Thai Buddhist temple in Bangkok, Thailand

Wat Prasert Sutthawat, also written as Wat Prasoet Sutthawat (วัดประเสริฐสุทธาวาส), often abbreviated to Wat Prasert (วัดประเสริฐ) is an ancient Thai Buddhist temple in Bangkok.

== Background ==
The old civil monastery built in 1838 located by the canal Khlong Rat Burana. Its history is told that a pig-raising Chinese had found three large jars full of money. He donated to build the temple. Later, the magnate, Phra Prasertwanit (Seng Sreshthaputra) had the monastery renovated and dedicated to King Nangklao (Rama III), the king conferred the name Wat Prasert Bunpha Sutthawat (วัดประเสริฐบุณพสุธาวาส) to the temple.

It was renamed to current name, but the locals prefer to call Wat Klang (วัดกลาง, lit "central temple") due to its location close to the middle of the canal.

The architecture of the temple, especially the ubosot (อุโบสถ, "ordination hall), is Chinese style similar to joss house.

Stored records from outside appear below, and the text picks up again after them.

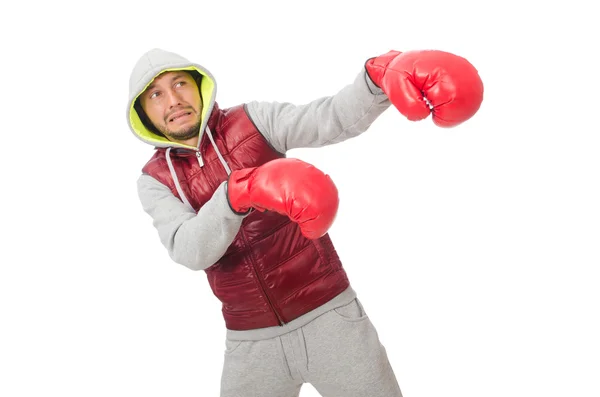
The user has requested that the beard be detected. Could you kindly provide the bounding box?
[159,116,200,141]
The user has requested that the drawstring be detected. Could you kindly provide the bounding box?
[206,126,231,175]
[165,147,195,211]
[165,126,231,212]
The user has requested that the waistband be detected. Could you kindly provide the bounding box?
[227,286,356,340]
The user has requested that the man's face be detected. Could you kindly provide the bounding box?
[140,71,202,141]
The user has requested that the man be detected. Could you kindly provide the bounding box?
[127,49,483,397]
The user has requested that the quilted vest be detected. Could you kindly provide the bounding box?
[143,104,349,330]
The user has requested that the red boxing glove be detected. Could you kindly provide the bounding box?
[365,50,483,127]
[227,158,339,239]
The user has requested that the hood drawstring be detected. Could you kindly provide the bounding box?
[206,126,231,175]
[165,126,231,212]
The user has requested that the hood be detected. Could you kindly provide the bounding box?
[127,48,217,149]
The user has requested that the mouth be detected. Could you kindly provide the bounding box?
[169,111,192,123]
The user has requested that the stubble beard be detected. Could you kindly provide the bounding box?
[160,115,200,141]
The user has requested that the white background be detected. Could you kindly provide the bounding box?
[0,0,600,397]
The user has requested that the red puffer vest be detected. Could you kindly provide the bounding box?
[143,104,349,330]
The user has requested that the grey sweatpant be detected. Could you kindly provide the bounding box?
[221,299,402,397]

Inside there are murals by Chinese artists depicting the story of Romance of the Three Kingdoms in Chinese ink, the only one in Thailand. Assumed that these artists were also the creators of the paintings inside the ubosot of Wat Ratcha-orasaram in the neighbouring, Chom Thong.

Bai sema (ใบเสมา, "temple boundary stone") battlements around ubosot are made of red sandstone. The principle Maravijaya attitude Buddha image named Luang Pho Soisuwannarat (หลวงพ่อสร้อยสุวรรณรัตน์), also made of red sandstone, was of U Thong era.

The Fine Arts Department registered the temple as an ancient monument in 1994.